Other issues he felt weren’t being addressed in the report included tree loss because of development and Himalayan blackberries – an aggressive invasive species - “taking over everywhere in Richmond.”

City council was voting on whether to put the report on its website and share highlights with the public. Wolfe was the only one who opposed accepting the report as is.

Coun. Harold Steves, however, said he wanted to pass the report on to his colleagues in Metro Vancouver to show what Richmond is doing in regards to sustainability.

“It’s a good document and I certainly intend to use in my last year I’m involved in the climate-change committee to try and get some of our programs adopted region-wide,” he told council.

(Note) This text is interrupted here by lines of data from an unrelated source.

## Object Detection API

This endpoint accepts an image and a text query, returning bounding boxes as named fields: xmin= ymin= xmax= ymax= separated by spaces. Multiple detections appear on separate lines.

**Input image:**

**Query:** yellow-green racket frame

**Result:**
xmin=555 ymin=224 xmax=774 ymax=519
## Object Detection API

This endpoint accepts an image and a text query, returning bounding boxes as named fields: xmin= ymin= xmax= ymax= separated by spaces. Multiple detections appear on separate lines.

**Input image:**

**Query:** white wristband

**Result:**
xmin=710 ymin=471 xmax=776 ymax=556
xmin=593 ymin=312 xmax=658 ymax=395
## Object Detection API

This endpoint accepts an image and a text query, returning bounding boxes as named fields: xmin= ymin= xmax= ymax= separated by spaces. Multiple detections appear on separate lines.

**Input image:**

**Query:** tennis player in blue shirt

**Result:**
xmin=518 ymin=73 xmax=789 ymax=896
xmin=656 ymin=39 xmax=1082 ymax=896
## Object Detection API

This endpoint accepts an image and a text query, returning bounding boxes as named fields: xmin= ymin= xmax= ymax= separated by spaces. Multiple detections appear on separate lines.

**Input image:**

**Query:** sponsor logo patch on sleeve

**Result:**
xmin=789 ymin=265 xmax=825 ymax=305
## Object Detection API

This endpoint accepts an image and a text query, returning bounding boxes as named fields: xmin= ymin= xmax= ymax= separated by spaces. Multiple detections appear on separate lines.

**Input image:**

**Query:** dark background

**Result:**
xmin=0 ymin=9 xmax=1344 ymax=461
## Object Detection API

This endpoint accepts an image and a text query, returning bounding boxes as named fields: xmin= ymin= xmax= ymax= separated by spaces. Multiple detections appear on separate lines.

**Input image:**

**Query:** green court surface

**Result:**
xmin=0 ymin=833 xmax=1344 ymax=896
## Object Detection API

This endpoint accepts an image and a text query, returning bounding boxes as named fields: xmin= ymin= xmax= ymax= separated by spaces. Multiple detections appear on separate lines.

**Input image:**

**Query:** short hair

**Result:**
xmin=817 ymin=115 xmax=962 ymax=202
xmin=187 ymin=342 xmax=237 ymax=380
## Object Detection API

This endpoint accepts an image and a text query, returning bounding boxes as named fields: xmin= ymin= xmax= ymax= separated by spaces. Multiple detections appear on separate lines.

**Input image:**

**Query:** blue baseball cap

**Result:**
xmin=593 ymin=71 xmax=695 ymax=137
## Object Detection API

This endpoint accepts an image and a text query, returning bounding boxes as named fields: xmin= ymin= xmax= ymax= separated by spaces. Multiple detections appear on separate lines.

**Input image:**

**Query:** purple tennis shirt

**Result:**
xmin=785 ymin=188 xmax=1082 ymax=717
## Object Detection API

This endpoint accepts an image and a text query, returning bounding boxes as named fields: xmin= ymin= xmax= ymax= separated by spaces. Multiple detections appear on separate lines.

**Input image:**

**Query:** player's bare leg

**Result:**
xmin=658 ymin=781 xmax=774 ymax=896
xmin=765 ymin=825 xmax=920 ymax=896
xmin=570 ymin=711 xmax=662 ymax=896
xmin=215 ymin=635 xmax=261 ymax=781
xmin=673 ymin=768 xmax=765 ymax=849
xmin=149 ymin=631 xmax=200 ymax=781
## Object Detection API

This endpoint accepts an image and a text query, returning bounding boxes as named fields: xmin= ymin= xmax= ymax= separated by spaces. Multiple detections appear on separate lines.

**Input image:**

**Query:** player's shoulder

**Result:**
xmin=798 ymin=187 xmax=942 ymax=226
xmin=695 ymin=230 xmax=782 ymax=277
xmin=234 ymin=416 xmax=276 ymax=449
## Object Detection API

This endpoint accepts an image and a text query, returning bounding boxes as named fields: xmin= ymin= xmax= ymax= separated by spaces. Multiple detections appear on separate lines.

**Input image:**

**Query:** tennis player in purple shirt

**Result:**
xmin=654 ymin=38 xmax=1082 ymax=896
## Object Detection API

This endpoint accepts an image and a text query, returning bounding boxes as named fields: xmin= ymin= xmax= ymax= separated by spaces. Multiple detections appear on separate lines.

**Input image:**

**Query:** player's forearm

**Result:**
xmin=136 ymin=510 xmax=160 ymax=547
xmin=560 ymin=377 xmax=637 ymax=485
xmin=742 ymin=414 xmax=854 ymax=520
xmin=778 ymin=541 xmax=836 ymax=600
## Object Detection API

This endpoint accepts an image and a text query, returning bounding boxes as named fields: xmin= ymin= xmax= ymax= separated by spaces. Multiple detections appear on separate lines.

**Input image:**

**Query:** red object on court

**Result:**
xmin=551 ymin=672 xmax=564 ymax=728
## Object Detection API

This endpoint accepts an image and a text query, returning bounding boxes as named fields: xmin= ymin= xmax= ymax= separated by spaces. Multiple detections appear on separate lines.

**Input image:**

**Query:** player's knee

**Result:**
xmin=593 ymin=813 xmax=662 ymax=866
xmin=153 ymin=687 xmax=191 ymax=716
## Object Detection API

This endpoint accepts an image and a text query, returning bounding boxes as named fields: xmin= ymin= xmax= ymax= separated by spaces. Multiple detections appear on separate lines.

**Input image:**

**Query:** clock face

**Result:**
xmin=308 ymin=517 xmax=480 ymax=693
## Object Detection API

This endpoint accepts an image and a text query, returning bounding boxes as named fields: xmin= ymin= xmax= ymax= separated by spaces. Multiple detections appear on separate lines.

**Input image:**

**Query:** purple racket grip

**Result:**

In addition to environmental issues like the climate and energy, waste management and agriculture, the 93-page report includes information about what the city has done in regards to topics like a “resilient economy,” inclusiveness and a vibrant community.

In fact, the report outlines many initiatives that don’t necessarily touch on the environment. A new registration system, PerfectMind, is described in the report as “a cloud-based co-tenanted registration and facility booking software platform that delivers new features a minimum of four times per year, in addition to numerous hotfixes.”

While Wolfe put his focus on the natural environment at a recent council meeting, Coun. Chak Au highlighted the increase in farming revenue in Richmond that the report mentions, saying it showed that local farming is expanding.

According to the report, farmgate sales (how much farmers sell) has increased from about $37 million in 2001 to $57 million in 2016.

“It means our farming sector is very vibrant and active and also producing good results,” said Au.

There are 189 active farms in Richmond, according to the report, with berries accounting for 53 per cent of crops. Only 21 per cent of crops are vegetables.

Coun. Carol Day, who was on the same slate as Wolfe in the last municipal election, said she appreciated the report showed successes in Richmond, like reduced water consumption and food being diverted from the landfill, although, she added, more could be done.

“I’m happy we can put this report on the website and let people read it and see what success looks like – and then let’s strive for more,” Day said.